A thing of public consumption in the way my brothers’ bodies weren’t. Fitting into the allegedly aspirational trope of beauty — the one that teaches young girls to value thinness above (IDK) actually being decent human beings — didn’t feel like a choice. It felt like a requirement. It was one of the few things in my life that felt like a requirement. It was the thing I’d learn was thought to be conducive to a happy love life, a happy personal life, a happy education, and happy employment. I never stopped to think of my preferences. I never contemplated what body type actually made me feel the most whole.
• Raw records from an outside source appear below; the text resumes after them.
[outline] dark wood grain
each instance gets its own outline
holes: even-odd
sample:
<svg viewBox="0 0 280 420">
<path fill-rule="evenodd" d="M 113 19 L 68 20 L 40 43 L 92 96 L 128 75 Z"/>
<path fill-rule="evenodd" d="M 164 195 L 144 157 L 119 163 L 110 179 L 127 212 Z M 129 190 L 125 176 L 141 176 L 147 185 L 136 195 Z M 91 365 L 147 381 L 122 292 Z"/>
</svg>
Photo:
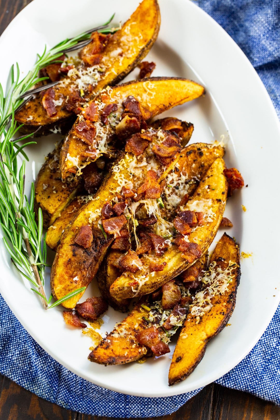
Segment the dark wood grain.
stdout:
<svg viewBox="0 0 280 420">
<path fill-rule="evenodd" d="M 30 2 L 31 0 L 0 0 L 0 34 L 17 13 Z M 47 1 L 46 4 L 47 7 Z M 152 418 L 147 417 L 146 420 L 152 420 Z M 160 420 L 280 420 L 280 407 L 250 394 L 213 383 L 205 387 L 175 413 L 157 418 Z M 0 375 L 0 420 L 113 419 L 88 415 L 62 408 L 39 398 Z"/>
</svg>

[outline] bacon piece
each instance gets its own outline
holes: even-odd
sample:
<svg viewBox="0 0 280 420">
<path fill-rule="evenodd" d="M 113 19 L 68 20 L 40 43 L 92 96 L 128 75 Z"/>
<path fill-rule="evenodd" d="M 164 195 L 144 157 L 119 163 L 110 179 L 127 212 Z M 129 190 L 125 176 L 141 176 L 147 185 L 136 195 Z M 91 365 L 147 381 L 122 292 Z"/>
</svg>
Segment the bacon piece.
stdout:
<svg viewBox="0 0 280 420">
<path fill-rule="evenodd" d="M 149 142 L 142 139 L 141 134 L 137 133 L 126 140 L 126 151 L 138 156 L 141 155 L 148 146 Z"/>
<path fill-rule="evenodd" d="M 152 272 L 153 271 L 162 271 L 166 265 L 166 263 L 165 261 L 162 264 L 159 264 L 158 262 L 152 261 L 149 265 L 149 268 Z"/>
<path fill-rule="evenodd" d="M 151 61 L 142 61 L 139 65 L 140 68 L 139 79 L 144 79 L 144 77 L 149 77 L 152 73 L 156 68 L 155 63 Z"/>
<path fill-rule="evenodd" d="M 178 212 L 178 217 L 187 223 L 191 228 L 195 227 L 197 224 L 197 219 L 195 212 L 191 210 Z"/>
<path fill-rule="evenodd" d="M 197 224 L 199 226 L 202 226 L 204 223 L 204 213 L 202 211 L 195 212 L 196 216 L 197 219 Z"/>
<path fill-rule="evenodd" d="M 107 220 L 102 220 L 102 224 L 107 234 L 114 235 L 115 237 L 120 236 L 120 231 L 127 222 L 126 218 L 121 214 L 116 217 L 111 217 Z"/>
<path fill-rule="evenodd" d="M 174 136 L 169 135 L 160 144 L 155 144 L 152 150 L 162 165 L 166 164 L 167 159 L 171 159 L 178 153 L 182 147 Z"/>
<path fill-rule="evenodd" d="M 94 102 L 92 102 L 89 106 L 82 108 L 81 113 L 84 118 L 92 122 L 97 121 L 99 116 L 98 110 Z"/>
<path fill-rule="evenodd" d="M 228 196 L 230 197 L 232 195 L 233 190 L 242 188 L 244 186 L 244 180 L 241 173 L 236 168 L 224 169 L 224 173 L 228 182 Z"/>
<path fill-rule="evenodd" d="M 81 110 L 77 110 L 77 108 L 79 107 L 81 100 L 82 98 L 78 92 L 76 90 L 75 90 L 66 99 L 65 108 L 68 111 L 76 112 L 76 113 L 79 114 Z"/>
<path fill-rule="evenodd" d="M 84 47 L 79 54 L 80 58 L 86 64 L 94 66 L 99 64 L 102 55 L 100 54 L 107 43 L 110 37 L 97 32 L 93 32 L 90 36 L 92 41 Z"/>
<path fill-rule="evenodd" d="M 132 190 L 127 188 L 126 186 L 123 187 L 122 192 L 125 198 L 132 198 L 135 194 Z"/>
<path fill-rule="evenodd" d="M 101 114 L 101 121 L 103 124 L 108 124 L 108 117 L 112 112 L 118 109 L 117 104 L 109 104 L 105 107 Z"/>
<path fill-rule="evenodd" d="M 126 115 L 115 126 L 116 134 L 119 139 L 127 139 L 140 131 L 140 123 L 136 117 Z"/>
<path fill-rule="evenodd" d="M 92 230 L 89 225 L 81 226 L 74 242 L 84 248 L 89 248 L 93 240 Z"/>
<path fill-rule="evenodd" d="M 178 304 L 176 304 L 174 306 L 174 309 L 166 320 L 162 324 L 162 327 L 165 330 L 169 331 L 172 330 L 174 325 L 173 322 L 171 317 L 177 318 L 177 319 L 181 319 L 184 315 L 186 315 L 187 313 L 187 310 L 186 308 L 181 308 L 179 306 Z"/>
<path fill-rule="evenodd" d="M 142 226 L 150 226 L 151 225 L 154 225 L 157 222 L 157 220 L 154 216 L 151 216 L 150 217 L 146 217 L 145 219 L 141 219 L 138 220 L 139 225 Z"/>
<path fill-rule="evenodd" d="M 161 304 L 164 309 L 172 309 L 179 303 L 182 296 L 175 280 L 170 280 L 161 286 L 162 297 Z"/>
<path fill-rule="evenodd" d="M 130 248 L 130 244 L 128 239 L 129 234 L 127 229 L 124 228 L 120 231 L 120 236 L 116 238 L 113 242 L 112 247 L 112 249 L 118 249 L 119 251 L 128 251 Z"/>
<path fill-rule="evenodd" d="M 42 98 L 42 105 L 47 111 L 48 117 L 53 117 L 57 113 L 53 103 L 55 96 L 55 89 L 50 87 L 45 92 Z"/>
<path fill-rule="evenodd" d="M 182 273 L 181 278 L 185 287 L 192 291 L 194 291 L 199 288 L 201 284 L 201 281 L 199 280 L 200 275 L 199 271 L 193 266 Z"/>
<path fill-rule="evenodd" d="M 175 217 L 173 224 L 176 230 L 182 235 L 189 235 L 191 232 L 191 228 L 181 217 Z"/>
<path fill-rule="evenodd" d="M 96 135 L 96 129 L 91 121 L 84 120 L 75 126 L 74 132 L 78 139 L 90 145 Z"/>
<path fill-rule="evenodd" d="M 142 116 L 140 102 L 133 96 L 131 95 L 128 96 L 123 102 L 123 105 L 124 108 L 124 113 L 128 113 L 134 115 Z"/>
<path fill-rule="evenodd" d="M 76 311 L 63 311 L 63 318 L 65 323 L 71 325 L 73 327 L 79 327 L 80 328 L 86 328 L 86 324 L 80 320 Z"/>
<path fill-rule="evenodd" d="M 151 239 L 145 239 L 141 245 L 137 247 L 136 253 L 138 255 L 140 254 L 150 254 L 153 246 L 153 242 Z"/>
<path fill-rule="evenodd" d="M 193 262 L 195 260 L 200 258 L 202 255 L 199 245 L 193 242 L 183 241 L 179 247 L 180 251 L 183 251 L 181 257 L 185 258 L 188 262 Z"/>
<path fill-rule="evenodd" d="M 140 344 L 149 347 L 155 356 L 161 356 L 170 352 L 167 344 L 160 339 L 157 329 L 152 326 L 135 334 L 135 338 Z"/>
<path fill-rule="evenodd" d="M 95 321 L 108 309 L 108 304 L 100 297 L 89 297 L 85 302 L 77 303 L 75 309 L 80 316 L 89 321 Z"/>
<path fill-rule="evenodd" d="M 99 172 L 95 162 L 92 162 L 84 168 L 82 177 L 85 189 L 89 194 L 93 194 L 96 192 L 104 178 L 102 173 Z"/>
<path fill-rule="evenodd" d="M 124 201 L 121 201 L 120 203 L 116 203 L 113 206 L 113 210 L 117 216 L 119 216 L 123 213 L 127 207 L 127 204 Z"/>
<path fill-rule="evenodd" d="M 168 245 L 166 243 L 166 240 L 159 235 L 156 235 L 155 234 L 149 233 L 149 235 L 152 239 L 156 255 L 163 255 L 164 250 L 168 247 Z"/>
<path fill-rule="evenodd" d="M 136 273 L 143 267 L 142 262 L 134 251 L 129 249 L 128 253 L 122 257 L 119 265 L 131 273 Z"/>
<path fill-rule="evenodd" d="M 223 217 L 220 225 L 220 228 L 232 228 L 232 223 L 227 217 Z"/>
<path fill-rule="evenodd" d="M 109 219 L 113 214 L 113 207 L 107 201 L 104 204 L 101 209 L 101 217 L 102 219 Z"/>
<path fill-rule="evenodd" d="M 157 182 L 158 177 L 152 170 L 147 172 L 144 183 L 137 188 L 137 194 L 145 193 L 145 198 L 159 198 L 160 197 L 160 186 Z"/>
</svg>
This is all to say that I’ve learned that beauty standards aren’t picky.
That they affect marginalized body types the most is undeniable; that fatphobia affects the fattest among us most is equally true. It can go far beyond day-to-day bullying and into the realms of institutionalized discrimination, after all. As for the beauty standards, though… well, I have met only one or two women and femmes in my 26 years who have genuinely seemed unscathed by them. One was fat and one was thin. There was no rhyme or reason to it. They just never thought about their bodies. I’ve lived in a lot of places, and the only other folks I’ve ever come across who never grant a thought to the space they occupy have been men.
I have no way of knowing what my daughter will look like as she ages.
Image credit: Marie Southard Ospina
She could take after her father, his parents, and their family. I doubt any one of them weighs over 150 pounds, and most are also tall. She could take after my father and myself: Broad-shouldered, wide-bottomed, jiggly and large. She could even land somewhere in between. She could be all incarnations of these images throughout her life.
I don’t know any of that. I just know I have a daughter.
All I want is to shield her from the notion that beauty (as defined by some arbitrary, BS Eurocentric interpretation of the word) equals currency. I want to introduce her to the work of fat liberationists and body-love activists. I want to encourage her to consider people’s characters before their figures. I want her to consider her own character.
My worry is that none of it will be enough. We can keep the diet talk, the self-criticism, the weight loss rhetoric, and the calorie-counting out of the house, but we can’t keep it out of everywhere else. So, raising a daughter scares the shit out of me. I can only hope that this fear motivates me to do better by her than most of the world will. I can then hope that that’s enough of a foundation for self-respect and self-love, so that she might just fare better than so many of us have.